Day one of the IAIS Annual Conference featured a town hall discussion with IAIS leadership. The overarching messages focused on the impact of COVID-19 and the path forward in 2021. IAIS leaders extolled the utility of the IAIS’ post-financial crisis reforms in monitoring and responding to the COVID crisis. The results of the IAIS’ monitoring and analysis are:
- The insurance sector has been a shock absorber rather than an amplifier.
- Insurer capital has remained well above statutory and regulatory required levels.
- The insurance sector will continue to feel the economic pressures of COVID for some time, particularly the strain on investment portfolios due to the “low-for-long” interest rate environment.
IAIS leadership also emphasized that the key emerging risks the IAIS identified at the end of 2019 have only accelerated in 2020. The IAIS will publish a strategic “Roadmap for 2021-2022” with key themes including:
- Risk assessment: In 2021, the IAIS will activate a regular Global Monitoring Exercise — which was intended to be activated in 2020 — to assess global insurance market trends and detect the possible build-up of systemic risk in the global insurance sector.
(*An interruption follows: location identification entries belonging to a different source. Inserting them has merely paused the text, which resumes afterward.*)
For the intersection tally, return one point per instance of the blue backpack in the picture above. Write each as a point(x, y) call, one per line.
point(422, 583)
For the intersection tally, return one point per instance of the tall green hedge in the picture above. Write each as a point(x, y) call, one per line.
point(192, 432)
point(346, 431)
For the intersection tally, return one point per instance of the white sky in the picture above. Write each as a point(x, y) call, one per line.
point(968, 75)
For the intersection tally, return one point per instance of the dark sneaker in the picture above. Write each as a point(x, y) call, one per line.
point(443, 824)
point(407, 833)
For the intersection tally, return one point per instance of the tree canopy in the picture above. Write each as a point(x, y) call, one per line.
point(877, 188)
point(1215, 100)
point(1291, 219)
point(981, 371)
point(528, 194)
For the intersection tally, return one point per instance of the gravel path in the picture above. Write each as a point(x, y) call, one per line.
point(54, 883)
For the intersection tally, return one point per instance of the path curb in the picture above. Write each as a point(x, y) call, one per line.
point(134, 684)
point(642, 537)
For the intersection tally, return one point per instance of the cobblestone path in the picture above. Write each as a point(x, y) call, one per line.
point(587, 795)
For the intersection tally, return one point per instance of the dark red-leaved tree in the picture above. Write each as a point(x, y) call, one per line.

- Finalization and implementation of key post-financial crisis reforms: The IAIS will continue assessment of the implementation on the Holistic Framework — a set of supervisory policy measures, a global monitoring exercise (see above) and implementation assessment activities aimed at the potential build-up of systemic risk in the global insurance sector.
The IAIS is in the final phase of developing an international group capital standard (the ICS). The IAIS learned a great deal about the ICS from COVID, which has provided a real live stress test for the ICS. The IAIS also will continue to develop criteria to assess whether alternative group capital tools (such as the Group Capital Calculation being developed in the United States) will be deemed to provide comparable outcomes to the ICS, which international supervisors would accept as a viable measure of global group capital.
- Guidance on emerging risks: Of the emerging risks identified by the IAIS, technology and climate change will be the IAIS’ key focus for the period ahead.
On day two of the Conference, the IAIS convened a panel regarding “Embedding Climate Risk Management in the Insurance Sector,” focusing on corporate governance, risk management and disclosure issues emanating from climate risk. Each of those issues are also addressed in the IAIS Application Paper on the Supervision of Climate-Related Risks in the Insurance Sector.
We look ahead to where we will next find the IAIS convening in person. Leadership announced that the IAIS Global Seminar in June will be held virtually. The IAIS hopes to have an in-person annual meeting in November but will not do so in Sydney as originally planned. The venue is yet to be decided; the easy answer would be Switzerland.